Beberapa usaha bisnis yang haram untuk dilakoni menurut ajaran islam
misalnya perdagangan alcohol , judi , lokalisasi dan sebagainya . Jenis-jenis
usaha seperti itu dilarang atau diharamkan. Upaya larangan semacam itu
dengan mengkategorikannya sebagai usaha bisnis yang haram disebabkan
memang pada dasarnya usaha bisnis itu lebih banyak mudharatnya
dibanding manfaatnya.

Q.S Al-Baqarah ayat 219

219. mereka bertanya kepadamu tentang khamar[136] dan judi.


Katakanlah: "Pada keduanya terdapat dosa yang besar dan beberapa
manfaat bagi manusia, tetapi dosa keduanya lebih besar dari manfaatnya".
dan mereka bertanya kepadamu apa yang mereka nafkahkan. Katakanlah: "
yang lebih dari keperluan." Demikianlah Allah menerangkan ayat-ayat-Nya
kepadamu supaya kamu berfikir,

Q.S Al-Maidah ayat 90

90. Hai orang-orang yang beriman, Sesungguhnya (meminum) khamar,


berjudi, (berkorban untuk) berhala, mengundi nasib dengan panah[434],
adalah Termasuk perbuatan syaitan. Maka jauhilah perbuatan-perbuatan itu
agar kamu mendapat keberuntungan.

3. Ibadah dan Dakwah

a. Sudah disebutkan sebelumnya adanya masjid yang nyaman. Namun tentu


saja masjid ini harus dilengkapi dengan sarana lain untuk menunjang
kekhusyukan dan kelengkapan ibadah. Bisa dari mulai karpet yang
nyaman, pendingin ruang, mukena yang bersih dan dirawat secara teratur,
dan tentu saja penyediaan mushaf dan buku-buku Islami.

b. Perlu ada bagian khusus di Hotel yang mengurusi masalah kecerdasan


spiritual para karyawannya. Maka perlu diadakan pengajian rutin
karyawan, dan juga pelatihan-pelatihan islami untuk menambah
penghayatan akan keindahan syariah.

c. Ada bagian khusus, mungkin Takmir Masjid yang mengadakan kegiatan


dakwah secara eksternal. Bukan hanya sekedar pembinaan internal bagi
karyawan, namun juga kegiatan yang berskala eksternal dan bisa dinikmati
masyarakat banyak. Misalnya pengajian tiap ahad pagi, kegiatan ramadhan,
idul adha, bahkan seminar-seminar keislaman bagi masyarakat.

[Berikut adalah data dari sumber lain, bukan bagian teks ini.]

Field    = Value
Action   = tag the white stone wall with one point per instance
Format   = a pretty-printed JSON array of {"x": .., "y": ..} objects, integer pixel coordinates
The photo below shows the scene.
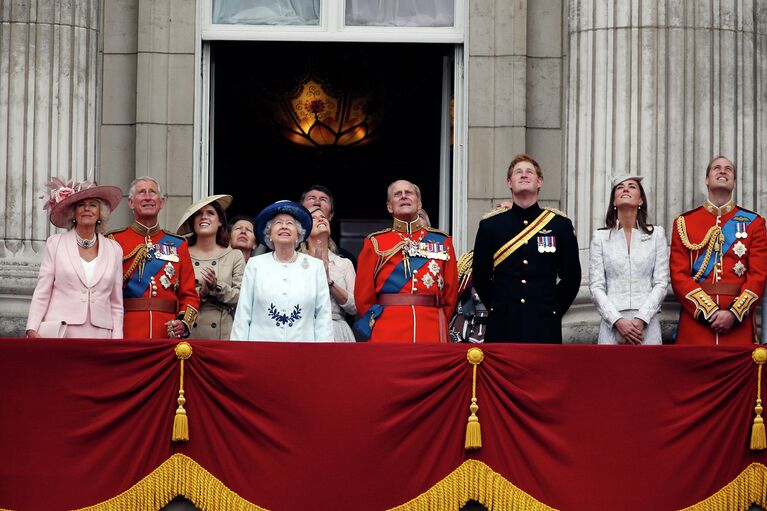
[
  {"x": 658, "y": 89},
  {"x": 48, "y": 125}
]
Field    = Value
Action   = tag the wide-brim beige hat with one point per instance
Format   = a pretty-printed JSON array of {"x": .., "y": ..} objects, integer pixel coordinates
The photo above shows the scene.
[
  {"x": 620, "y": 177},
  {"x": 223, "y": 200},
  {"x": 61, "y": 213}
]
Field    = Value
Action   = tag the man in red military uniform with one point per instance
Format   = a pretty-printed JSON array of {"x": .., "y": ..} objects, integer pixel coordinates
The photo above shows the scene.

4. Kebijakan dan Peraturan

a. Dimulai dari peraturan khusus kepada para tamu untuk senantiasa menjaga
adab dan akhlak Islami. Dimulai dari aturan check ini yang harus
dipastikan bahwa pasangan lain jenis haruslah suami istri sah, yang bisa
dideteksi dengan KTP atau bukti nikah lainnya. Begitu pula larangan untuk
membawa hal-hal yang mengandung unsur kemaksiatan dan pelanggaran.

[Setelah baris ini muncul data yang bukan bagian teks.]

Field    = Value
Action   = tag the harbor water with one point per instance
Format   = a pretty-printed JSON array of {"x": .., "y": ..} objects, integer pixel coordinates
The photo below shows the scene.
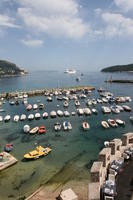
[{"x": 72, "y": 152}]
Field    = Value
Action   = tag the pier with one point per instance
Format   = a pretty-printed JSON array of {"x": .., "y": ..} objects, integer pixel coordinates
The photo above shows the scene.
[
  {"x": 39, "y": 92},
  {"x": 6, "y": 160}
]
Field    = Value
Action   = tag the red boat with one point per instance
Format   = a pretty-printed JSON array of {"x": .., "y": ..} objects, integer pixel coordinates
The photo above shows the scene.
[{"x": 42, "y": 130}]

b. Peraturan untuk menciptakan kenyamanan dan keamanan harus diperjelas,


sehingga tidak banyak yang berlalu-lalang tanpa tujuan di sebuah hotel,
terlebih lagi jika sudah sampai mengganggu kenyamanan penghuni hotel.

5. Manajerial dan Keuangan

a. Jajaran manajemen hotel harus dilengkapi dengan semacam Konsultan


Syariah atau pengawas Syariah yang bertugas memberikan masukan baik
diminta ataupun tidak tentang pengelolaan Hotel Syariah.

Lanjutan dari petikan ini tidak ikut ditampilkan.